Adrian Mroczek-Truskowski: Szczerze to wolałbym określenie "spotkanie z koszykarzem". Zresztą jak zwał tak zwał, szczytny cel i tylko to się liczy! Pomagamy dzieciakom i to jest najważniejsze!

Czego spodziewasz się przez te dwa tygodnie licytacji? Toczycie ze sobą korespondencyjny pojedynek: za kogo, kto da więcej?

- Oczywiście żartujemy w szatni za kogo "dadzą" więcej! Ale na poważnie to chcemy, żeby uzbierała się jak najwyższa suma - to jest cel tej akcji!

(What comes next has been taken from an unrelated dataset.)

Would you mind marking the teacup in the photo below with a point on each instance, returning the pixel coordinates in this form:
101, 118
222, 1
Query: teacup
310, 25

Im więcej za każdego z nas tym lepiej, temu służy ta idea.

Masz już w głowie scenariusz takiej randki, a może więcej: powiedz z kim chciałbyś na tą randkę pójść?

- Chciałbym, żeby na tym spotkaniu z kibicem nie było tematu koszykówki, a kto to będzie? Wolałbym, żeby była to kobieta (śmiech).

Wróćmy troszkę do spraw sportowych. 3 luty Kosynierka, wyrównany rekord? Taki scenariusz chyba wziąłbyś w ciemno?

- Biorę w ciemno każdy scenariusz, w którym wygrywamy mecz! To jest najważniejsze. Nie zapominajmy jednak, że gramy z trzecią drużyną w lidze i nie możemy rozdawać medali przed zawodami...

Czy takie ciągłe rozdmuchiwanie tego meczu z rekordem w tle nie zwiąże wam trochę kolan? Przypominam ze 3 lutego licznik Zastalu zatrzymał się na 21 wygranych, a wy swój mecz macie właśnie 3 lutego... A wiesz, że historia lubi się powtarzać.

- Zastal wtedy nie awansował i stracił sezon. Wolę nie bić rekordów, nie nabijać liczników, a wygrać sezon i ostatecznie cieszyć się z awansu do PLK bo jest nasz główny cel na ten sezon i na tym się skupiamy.

Wiadomo, że twoją bronią jest rzut z dystansu. Myślisz, że mecz z Sokołem rozegra się właśnie na obwodzie, bo wiadomo że rywale na tym bazują?

- Chcę zaskoczyć trenera Kaszowskiego innymi elementami gry niż trójki. A na poważnie, to mecz rozegra się w obronie i na tym powinniśmy się skupić.

Widzicie już tytuły w gazetach po niedzielnym spotkaniu?

- Tytuły gazet zostawiamy dziennikarzom, my chcemy robić swoje, dobrze zagrać i wygrać mecz. Powiem ci w niedziele po 20 jaki tytuł będzie najlepszy na poniedziałkowe wydanie (śmiech).